Etienne Dumont

CRITIQUE D'ART

Né en 1948, Etienne Dumont a fait à Genève des études qui lui ont été peu utiles. Latin, grec, droit. Juriste raté, il a bifurqué vers le journalisme. Le plus souvent aux rubriques culturelles, il a travaillé de mars 1974 à mai 2013 à la "Tribune de Genève", en commençant par parler de cinéma. Sont ensuite venus les beaux-arts et les livres. A part ça, comme vous pouvez le voir, rien à signaler.

PEINTURE/Nancy réhabilite Emile Friant. Est-ce "le dernier naturaliste"?

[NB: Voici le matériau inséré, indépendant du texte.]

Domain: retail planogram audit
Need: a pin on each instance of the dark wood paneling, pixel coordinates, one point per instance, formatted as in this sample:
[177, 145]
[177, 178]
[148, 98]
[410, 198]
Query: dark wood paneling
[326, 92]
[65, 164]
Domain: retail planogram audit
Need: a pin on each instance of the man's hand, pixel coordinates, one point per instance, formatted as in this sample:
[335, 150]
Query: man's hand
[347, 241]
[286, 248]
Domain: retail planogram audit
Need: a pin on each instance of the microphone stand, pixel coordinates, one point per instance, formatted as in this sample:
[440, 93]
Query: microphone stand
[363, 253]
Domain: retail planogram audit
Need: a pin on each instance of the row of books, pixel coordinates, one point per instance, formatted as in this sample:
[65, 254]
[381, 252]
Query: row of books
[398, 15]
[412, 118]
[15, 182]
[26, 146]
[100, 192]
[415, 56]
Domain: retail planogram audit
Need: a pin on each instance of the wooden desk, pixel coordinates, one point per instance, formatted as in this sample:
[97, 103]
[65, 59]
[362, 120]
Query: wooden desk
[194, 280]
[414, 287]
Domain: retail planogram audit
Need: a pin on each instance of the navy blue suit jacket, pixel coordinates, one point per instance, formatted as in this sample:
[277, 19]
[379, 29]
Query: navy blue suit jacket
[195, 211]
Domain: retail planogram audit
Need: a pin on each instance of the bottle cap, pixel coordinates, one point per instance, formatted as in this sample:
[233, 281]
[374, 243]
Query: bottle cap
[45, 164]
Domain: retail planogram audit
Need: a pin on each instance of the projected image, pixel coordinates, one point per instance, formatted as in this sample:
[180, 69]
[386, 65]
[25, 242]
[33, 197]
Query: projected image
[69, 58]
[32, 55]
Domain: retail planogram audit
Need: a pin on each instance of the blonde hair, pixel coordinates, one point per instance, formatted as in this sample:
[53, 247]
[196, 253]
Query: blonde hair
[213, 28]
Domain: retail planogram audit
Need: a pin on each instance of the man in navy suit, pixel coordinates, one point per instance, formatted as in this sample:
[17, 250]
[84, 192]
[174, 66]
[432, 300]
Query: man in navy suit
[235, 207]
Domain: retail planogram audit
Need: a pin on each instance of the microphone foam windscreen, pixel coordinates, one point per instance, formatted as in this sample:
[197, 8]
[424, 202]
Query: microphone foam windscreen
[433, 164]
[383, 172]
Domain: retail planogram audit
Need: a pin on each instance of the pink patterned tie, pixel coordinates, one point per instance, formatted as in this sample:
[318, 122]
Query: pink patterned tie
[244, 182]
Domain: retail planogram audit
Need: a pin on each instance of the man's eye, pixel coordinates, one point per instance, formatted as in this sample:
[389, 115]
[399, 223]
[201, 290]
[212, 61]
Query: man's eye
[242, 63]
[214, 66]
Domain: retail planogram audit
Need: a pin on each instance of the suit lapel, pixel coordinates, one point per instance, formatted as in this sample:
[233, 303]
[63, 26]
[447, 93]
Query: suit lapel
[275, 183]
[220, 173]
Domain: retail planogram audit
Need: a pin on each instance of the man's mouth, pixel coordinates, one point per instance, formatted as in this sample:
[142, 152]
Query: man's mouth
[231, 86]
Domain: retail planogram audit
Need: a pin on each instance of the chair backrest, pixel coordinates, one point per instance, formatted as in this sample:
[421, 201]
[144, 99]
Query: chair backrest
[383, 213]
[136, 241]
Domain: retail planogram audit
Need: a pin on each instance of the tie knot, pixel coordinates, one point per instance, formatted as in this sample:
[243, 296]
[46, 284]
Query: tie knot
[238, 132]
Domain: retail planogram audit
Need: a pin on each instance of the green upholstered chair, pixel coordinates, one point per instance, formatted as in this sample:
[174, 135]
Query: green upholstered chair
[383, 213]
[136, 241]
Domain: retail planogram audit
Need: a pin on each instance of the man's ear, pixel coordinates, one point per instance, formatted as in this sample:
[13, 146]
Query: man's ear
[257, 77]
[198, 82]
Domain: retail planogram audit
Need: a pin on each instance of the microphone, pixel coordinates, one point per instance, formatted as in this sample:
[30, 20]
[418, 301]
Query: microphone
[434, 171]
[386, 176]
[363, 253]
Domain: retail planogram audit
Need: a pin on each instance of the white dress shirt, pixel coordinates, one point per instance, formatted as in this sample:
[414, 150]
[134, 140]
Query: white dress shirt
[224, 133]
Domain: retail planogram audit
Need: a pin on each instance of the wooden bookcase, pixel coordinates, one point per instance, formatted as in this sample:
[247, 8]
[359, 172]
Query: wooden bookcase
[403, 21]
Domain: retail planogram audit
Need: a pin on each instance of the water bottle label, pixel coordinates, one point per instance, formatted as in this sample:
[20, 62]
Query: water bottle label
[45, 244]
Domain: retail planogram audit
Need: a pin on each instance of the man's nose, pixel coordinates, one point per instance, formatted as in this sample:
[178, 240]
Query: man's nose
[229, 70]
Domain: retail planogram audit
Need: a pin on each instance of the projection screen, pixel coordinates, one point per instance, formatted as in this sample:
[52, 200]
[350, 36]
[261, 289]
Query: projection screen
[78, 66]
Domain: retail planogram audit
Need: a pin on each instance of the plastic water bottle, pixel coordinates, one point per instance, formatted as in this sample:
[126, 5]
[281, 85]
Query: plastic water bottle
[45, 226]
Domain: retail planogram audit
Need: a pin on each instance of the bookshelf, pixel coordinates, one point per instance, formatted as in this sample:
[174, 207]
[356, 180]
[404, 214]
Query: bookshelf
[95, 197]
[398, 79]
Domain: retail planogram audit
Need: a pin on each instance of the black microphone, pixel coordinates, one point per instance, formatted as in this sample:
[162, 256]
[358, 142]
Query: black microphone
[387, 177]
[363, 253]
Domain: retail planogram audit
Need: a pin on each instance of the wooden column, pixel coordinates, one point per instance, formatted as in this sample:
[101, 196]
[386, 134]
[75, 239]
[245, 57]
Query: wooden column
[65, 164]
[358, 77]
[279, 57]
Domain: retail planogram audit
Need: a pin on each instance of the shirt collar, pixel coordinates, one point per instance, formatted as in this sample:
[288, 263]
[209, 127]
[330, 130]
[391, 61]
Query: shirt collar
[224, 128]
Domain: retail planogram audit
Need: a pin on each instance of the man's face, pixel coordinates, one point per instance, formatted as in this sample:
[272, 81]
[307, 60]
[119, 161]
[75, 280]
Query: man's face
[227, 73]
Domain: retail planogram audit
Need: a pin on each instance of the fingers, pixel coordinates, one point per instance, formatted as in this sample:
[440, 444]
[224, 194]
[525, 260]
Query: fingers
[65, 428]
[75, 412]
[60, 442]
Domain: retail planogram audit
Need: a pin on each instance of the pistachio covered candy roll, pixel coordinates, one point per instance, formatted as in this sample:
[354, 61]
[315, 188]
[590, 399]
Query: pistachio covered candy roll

Crédits: Musée des beaux-Arts, Nancy

C'est ce qu'on appelle une gloire locale. Il faut aller au Musée des beaux-arts de Nancy pour découvrir Emile Friant (1863-1932). Depuis sa réouverture en 1995, après une rénovation ayant doublé les espaces d'exposition, l'institution montre face à face ses deux toiles phares. On ne peut pas dire que les sujets en soient bien gais. Il y a d'un côté «La Toussaint» de 1888 et de l'autre «La douleur» de 1898. Dans le premier cas, un famille vient fêter ses morts. On la voit passer devant les grilles du cimetière, où se tient une mendiante aveugle. Dans le second, une femme âgée – la mère ou la veuve sans doute – veut se jeter dans la fosse ouverte où les croque-morts viennent de descendre le cercueil. Je précise tout de même que deux amies drapées de noir la retiennent. 

C'est donc logiquement Nancy qui propose aujourd'hui l'hommage à l'enfant du pays lorrain. Un enfant dont Orsay a acquis il y a quelques années une des toiles les plus émouvantes, «Ombres portées» de 1891. Un jeune homme y tient anxieusement la main d'une jeune femme baissant les yeux par modestie. Leurs deux silhouettes, créés par une lumière un peu forte, les rapprochent davantage sur le mur blanc. Le tableau, d'innombrables fois reproduits sur le Net, a dû servir de couverture à un certain nombre de romans réalistes du XIXe siècle. D'où la question que pose le sous-titre de l'exposition nancéienne, montée par Michèle Leinen, Valérie Thomas et Charles Villeneuve de Janti, «Emile Friant le dernier naturaliste?»

Une carrière très rapide

Friant est né en 1863. Après 1870, il quitte avec ses parents la partie lorraine annexée par les Allemands. L'adolescent se forme très vite. A 15 ans, il expose déjà dans des Salons. Il en a 25 quand la Ville de Nancy lui achète «Les Amoureux», qui a aussi accompli une fulgurante carrière sur la Toile ces dernières années. Oubliés alors, les échecs au prix de Rome! A 26 ans, il a la Légion d'Honneur. Suivront tous les hommages, dont une Médaille d'Or à l'exposition universelle de Paris 1900. L'année précédente, une première biographie avait paru sur lui. Rien à voir avec les efforts laborieux des impressionnistes pour se faire connaître de quelques amateurs éclairés...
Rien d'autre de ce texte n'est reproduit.